Когда узнал, почему припоздал, долго смеялись. Особо Иннокентий, сказавший свое:
— Наши бабы деколонами не балованные. Зачем они люду? Зряшная трата денег и не боле того. От баб и девок чистотой должно пахнуть. Вот и вся морока. Нашел чем голову засорять! Да и к чему? Молодая покуда подарки получать. Что она? Девка, да и все тут. — Но, глянув в глаза Данилы, осекся. И предложил: — Когда времечко выберешь, приходи ко мне. В гости. Но без подарков. Мы — деревенские, казенку не уважаем. Оно хочь хлеб иль картоха — свое. А захотим душу согреть, самогонка тоже сыщется. Ты заходи, не сиди сычом в избе. Не сторонись нас. — Он едва успевал подавать кирпичи.
Данила от этого приглашения и вовсе расцвел. Руки мелькали. Он снял рубашку, майку, чтобы не мешали, и теперь старики вдвоем запыхались.
— Данила! Полегше. Уж пена клочьями с нас бегит. А ты все гонишь. Погоди. Переведи дух! — взмолился Иннокентий.
Катька, залюбовавшись Данилой, о кирпиче забыла: сидит, слюни развесила. Ведь вот какой ее любовник! Пусть бывший! Зато с самого детства!
Данила работал на улыбке. Легко, красиво. Словно играючи.
— Эх-х, мне б такого сына, — кряхтел Иннокентий.
— У вас же есть Толик!
— Он же, идол, тракторист! Весь в железках провонялся. Сколько хотел к делу нашему его приноровить, ничего не получилось. А ведь избу хотел расширить. Да что теперь смогу? В одни руки — ни сил, ни жизни не хватит.
— Давайте я помогу, — тут же предложил Данилка.
— Э-э, да что ты, милый! Чем платить стану? — отмахнулся старик.
— А мне денег не надо. Лишь бы картошка да хлеб в обед были.

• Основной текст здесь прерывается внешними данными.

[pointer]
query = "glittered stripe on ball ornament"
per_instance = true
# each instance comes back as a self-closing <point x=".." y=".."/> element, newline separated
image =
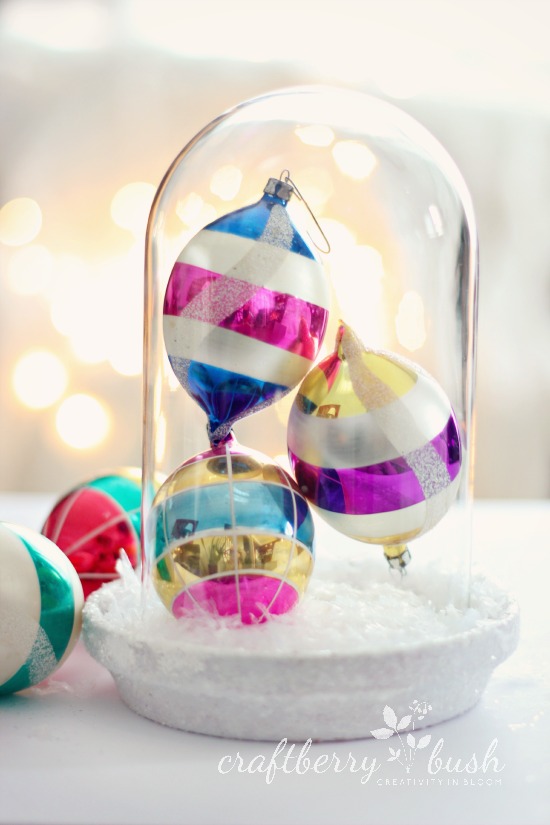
<point x="233" y="537"/>
<point x="245" y="312"/>
<point x="374" y="444"/>
<point x="41" y="603"/>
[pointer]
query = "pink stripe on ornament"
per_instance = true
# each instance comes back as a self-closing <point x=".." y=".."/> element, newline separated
<point x="263" y="314"/>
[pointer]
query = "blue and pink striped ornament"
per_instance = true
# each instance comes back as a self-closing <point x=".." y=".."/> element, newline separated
<point x="245" y="311"/>
<point x="375" y="446"/>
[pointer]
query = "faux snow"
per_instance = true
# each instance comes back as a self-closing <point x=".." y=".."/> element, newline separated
<point x="362" y="638"/>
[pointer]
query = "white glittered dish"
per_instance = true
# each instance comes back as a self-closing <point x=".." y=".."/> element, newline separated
<point x="361" y="639"/>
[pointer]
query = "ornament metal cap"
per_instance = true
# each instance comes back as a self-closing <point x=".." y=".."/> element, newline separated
<point x="279" y="188"/>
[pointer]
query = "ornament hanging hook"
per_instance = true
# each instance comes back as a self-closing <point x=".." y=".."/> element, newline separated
<point x="285" y="176"/>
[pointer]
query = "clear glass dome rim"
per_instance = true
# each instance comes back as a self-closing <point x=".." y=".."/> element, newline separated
<point x="421" y="138"/>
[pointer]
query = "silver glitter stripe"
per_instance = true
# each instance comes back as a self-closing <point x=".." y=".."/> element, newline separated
<point x="223" y="297"/>
<point x="425" y="462"/>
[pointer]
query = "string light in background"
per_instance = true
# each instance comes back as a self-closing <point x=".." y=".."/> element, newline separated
<point x="20" y="221"/>
<point x="82" y="421"/>
<point x="39" y="379"/>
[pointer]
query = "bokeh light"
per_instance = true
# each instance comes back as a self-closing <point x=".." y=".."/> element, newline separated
<point x="354" y="159"/>
<point x="20" y="221"/>
<point x="131" y="204"/>
<point x="82" y="421"/>
<point x="39" y="379"/>
<point x="30" y="270"/>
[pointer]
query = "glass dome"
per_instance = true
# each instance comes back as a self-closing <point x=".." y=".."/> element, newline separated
<point x="310" y="290"/>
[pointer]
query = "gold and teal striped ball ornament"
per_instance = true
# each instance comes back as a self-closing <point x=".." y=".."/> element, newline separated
<point x="41" y="602"/>
<point x="375" y="446"/>
<point x="232" y="536"/>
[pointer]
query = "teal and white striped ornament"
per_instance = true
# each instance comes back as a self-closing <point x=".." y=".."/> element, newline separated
<point x="41" y="603"/>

— Шутишь? — не поверилось старику.
— Зачем шутить? Всерьез!
У Иннокентия из рук кирпичи посылались.
— Истинно не знаешь, где найдешь, а где потеряешь, — говорил старик, подбирая кирпичи и суетливо семеня к Даниле.
— Так когда мне к вам приходить? — спросил Шик.
— Да вот с элеватором управимся — и, коль не, брешешь, милости просим.
— А чего ждать? Элеватор до вечера. А дом — до ночи.
Когда пришла Наташка, Иннокентий, чуть не приплясывая от радости, поделился, что Данила вызвался помочь расширить дом, а может, и трех-стен удастся пристроить. От денег отказался. Вот ведь какого человека Бог послал…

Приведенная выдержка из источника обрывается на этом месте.